Almost Got ‘Im (Season 1, Episode 46)
Original airdate: November 10, 1992
Written by Paul Dini
Directed by Eric Radomski

One vital element of Paul Dini’s writing was how he understood each character’s voice in the world of Batman. It’s on full display here as we join a collection of Rogues as they play a poker game in a bar devoted to criminals. Our cast is made up of The Joker, The Penguin, Poison Ivy, Two-Face, and Killer Croc. To pass the time, each villain shares their story of how they almost killed Batman. Each story is perfectly themed to the gimmick of the particular villain. We also get appearances of Harley Quinn and Catwoman along the way. It also provides an origin for the giant penny trophy on display in the Batcave.

This is a much lighter episode than others on this list. Dini nails the voice of each villain, primarily through their plots to kill Batman. Two-Face flips a giant coin, The Penguin has a series of bird-related traps, Poison Ivy uses exploding pumpkins filled with toxins, the Joker has an elaborate televised faux talk show, and Killer Croc just tries to smash Batman with a rock. This episode works both as an introduction for new people and also as a treat for longtime fans.

The Man Who Killed Batman (Season 1, Episode 51)
Original airdate: February 1, 1993
Written by Paul Dini
Directed by Bruce Timm

A man runs through a downpour, scurrying across the streets of Gotham until he finds the residence of Rupert Thorne. The man introduces himself as Sidney Debris, and Thorne knows him as “the Man who Killed Batman.” Sidney tells the story of this evening, which begins with him being used a bait by other criminals during a robbery. Batman shows up, and Sidney accidentally tussles with him due to tripping. A propane gas take is broken open, and it appears that Batman goes up in flames. The other criminals are shocked and celebrate with Sidney at a nearby bar. 

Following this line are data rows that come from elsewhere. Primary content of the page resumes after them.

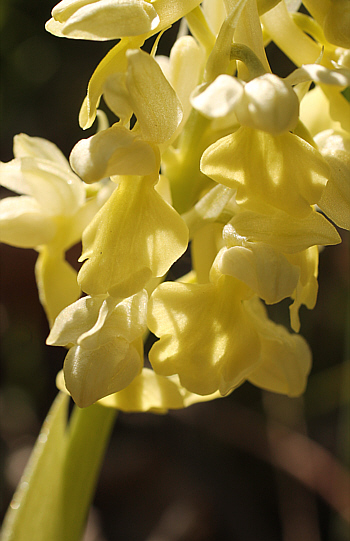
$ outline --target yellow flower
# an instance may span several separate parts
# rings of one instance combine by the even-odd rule
[[[0,164],[1,185],[23,194],[0,202],[0,240],[39,252],[36,279],[50,323],[80,295],[76,271],[65,252],[110,190],[87,200],[84,183],[72,172],[61,151],[49,141],[28,135],[14,138],[15,159]],[[104,193],[103,193],[104,192]]]
[[[216,283],[166,282],[149,300],[148,327],[160,340],[149,353],[157,374],[178,374],[197,394],[229,393],[259,362],[260,341],[243,299],[250,290],[230,276]]]
[[[315,141],[331,170],[318,206],[338,227],[350,230],[350,135],[327,130]]]
[[[237,190],[237,203],[268,211],[271,207],[306,217],[330,176],[321,154],[291,133],[273,136],[242,126],[204,152],[201,171]]]
[[[146,38],[199,4],[200,0],[62,0],[53,8],[46,30],[75,39]]]
[[[120,300],[83,297],[56,318],[47,344],[70,348],[64,362],[67,389],[87,407],[127,387],[143,365],[147,293]]]
[[[188,229],[154,189],[158,175],[120,177],[83,234],[78,280],[90,295],[128,297],[184,253]]]
[[[153,57],[140,49],[124,51],[125,74],[114,81],[114,112],[123,122],[82,139],[73,148],[73,169],[87,182],[106,175],[148,175],[159,170],[158,144],[168,141],[182,119],[182,107],[175,91]],[[121,96],[123,98],[121,98]],[[135,113],[132,131],[123,124]]]
[[[245,380],[300,395],[311,368],[305,340],[270,321],[242,282],[218,276],[209,284],[167,282],[153,292],[147,319],[160,337],[149,354],[155,372],[178,374],[203,395],[225,395]]]
[[[219,270],[245,282],[267,304],[295,299],[291,325],[299,331],[300,305],[313,308],[316,302],[317,245],[341,241],[333,225],[315,211],[304,219],[243,211],[224,227],[223,238]]]
[[[311,369],[311,352],[306,341],[269,320],[257,297],[246,301],[245,309],[255,322],[261,343],[260,364],[248,381],[275,393],[301,395]]]
[[[56,384],[61,391],[67,392],[62,371],[57,375]],[[149,368],[143,368],[125,389],[101,398],[98,403],[125,412],[149,411],[161,414],[170,409],[187,408],[220,397],[218,392],[206,396],[191,393],[182,387],[177,376],[166,378]]]
[[[350,6],[347,0],[304,0],[303,3],[323,27],[330,43],[350,47]]]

This leads to a bar fight, getting locked up, getting rescued by Harley Quinn in disguise as a lawyer, going on a jewelry heist with the Joker, and subsequently getting stuffed in a coffin and dropped into a vat of acid. Somehow Sidney washes up outside that chemical factory and looks for help from Rupert Thorne. Well, they aren’t going to kill off Batman in the middle of the series, so there is more going on here than we can first realize. It’s another beautiful Dini & Timm episode, probably one of their lesser entries but still very entertaining.

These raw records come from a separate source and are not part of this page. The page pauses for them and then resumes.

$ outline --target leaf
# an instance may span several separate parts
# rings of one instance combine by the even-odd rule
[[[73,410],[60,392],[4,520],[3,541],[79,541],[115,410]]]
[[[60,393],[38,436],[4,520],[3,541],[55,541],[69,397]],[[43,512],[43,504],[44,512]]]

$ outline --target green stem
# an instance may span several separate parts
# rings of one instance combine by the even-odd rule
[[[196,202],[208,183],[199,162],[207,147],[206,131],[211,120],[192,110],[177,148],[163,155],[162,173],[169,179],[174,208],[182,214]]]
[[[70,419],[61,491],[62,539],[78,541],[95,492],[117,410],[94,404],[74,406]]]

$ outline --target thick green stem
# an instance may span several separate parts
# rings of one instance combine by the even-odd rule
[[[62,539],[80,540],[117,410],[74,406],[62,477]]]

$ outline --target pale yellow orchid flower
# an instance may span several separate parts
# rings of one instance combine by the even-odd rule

Harley and Ivy (Season 1, Episode 56)
Original airdate: January 18, 1993
Written by Paul Dini
Directed by Boyd Kirkland

Paul Dini made a massive breakthrough with his introduction of Harley Quinn. This is one of the first episodes to expand on her character in a way that resonated through both the series and the comic books. After a particularly nasty treatment by the Joker, Harley is “fired” and sets off independently. A museum robbery has her crossing paths with Poison Ivy. The two become a sort of “girl power” duo focused on showing the boys how much they can accomplish despite them. 

The Harley/Ivy team became an ongoing element in the show, especially in comic books once Harley was introduced. In fact, in the last couple of years, this has been developed even further to establish that the two villains are on again off again lovers. In 2009, Paul Dini penned Gotham City Sirens. It ran for two years and featured Harley, Poison Ivy, and Catwoman getting involved professionally when Bruce Wayne was presumed dead. There was even a Gotham City Sirens film in development to feature the Margot Robbie Harley, but that was put on hold for the Birds of Prety movie. It’s pretty impressive that a single episode of BTAS would have such long-lasting effects on the whole of DC Universe media like this. Quite a testament to Dini’s storytelling.